The first lesson in the hive is to ‘protect the future’. As Muslims, we have a vision and aim when we start anything in our lives, whether it’s a business, a family, a community project. These are created with the future benefit of ourselves and others in mind, thus the bees also start out with a common vision (in honey production).

Many managers lose sight of this principle with the pressure of maintaining the organisation working in an ad-hoc manner. Bees teach us on the other hand to work in anticipation of tomorrow which makes them maximizers of their resources.

Lesson Two: Keep the Energy Levels Up

“Like the treads on tires, bee wings don’t last forever.”

Given the sheer hard work taken to produce honey, rule number 2 in the beehive is to keep the energy levels up! How can we translate that into the real world of work where our employees are tired just a couple of hours into work? From a faith perspective, you should start your day with Fajr salah and remembrance of Allah (Subhanahu Wa Ta’ala), and recitation of verses from the Qur’aan. Some very useful practical tips to help keep the energy of workers up are shared in this chapter.

Lesson 3: Let Merit Be Your Guide

“Honeybee colonies are meritocracies. Unlike the institutions with which we are familiar, favoritism plays little role in the operations of the hive.”

It was interesting to learn this principle occurs even in the beehive. Every good leader is guided by the principle of justice in Islam, chosen on the basis of their knowledge, qualities and competency – which means no room for favoritism in the hive. Among honeybees, females have the key role in tending to the survival and welfare of the hive making it logical to have the queen bee rule. These concepts of leadership by those who are best to fulfil it and to remove the leader by failure of their performance are not unfounded in Islam, therefore just as honeybees are performance orientated, so should we be as Muslims!
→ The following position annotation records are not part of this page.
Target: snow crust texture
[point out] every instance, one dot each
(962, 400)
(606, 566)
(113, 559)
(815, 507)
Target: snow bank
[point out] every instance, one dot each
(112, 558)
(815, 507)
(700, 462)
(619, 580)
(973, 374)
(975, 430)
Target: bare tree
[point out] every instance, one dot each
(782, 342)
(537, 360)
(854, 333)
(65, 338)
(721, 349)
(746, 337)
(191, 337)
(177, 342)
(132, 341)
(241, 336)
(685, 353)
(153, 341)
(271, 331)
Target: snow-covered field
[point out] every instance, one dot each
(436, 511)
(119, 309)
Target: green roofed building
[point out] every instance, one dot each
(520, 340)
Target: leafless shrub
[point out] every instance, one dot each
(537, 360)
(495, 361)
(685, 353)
Lesson 4: Promoting Community, Sanctioning Self Interest

“The riddle of what’s mine is yours and what’s yours is mine is neatly settled by the bees”

Bees organise themselves in the hive so as to spread the good for the whole therefore the community is central to their operations. This reminded me of the hadith where the Prophet (peace be upon him) said: “None of you is a believer until he loves for his brother what he loves for himself.” (Sahih Muslim) This suggests that our work ethics and environment should always promote goodness of the community.

Lesson Five: Distribute Authority

“the queen couldn’t possibly direct all of the actions in the field from her command post. So, she does what every good leader does: she delegates certain responsibilities to a set of lead bees who act as her agents..”

The idea of good leadership has become somewhat misconstrued in organisations today, we assume the leader has to do and dictate every decision and action. In the beehive, it’s quite the opposite and also the prophetic seerah is testimony to this principle as there are ample examples where he (peace be upon him) would choose the most suitable companion for their expertise in certain areas.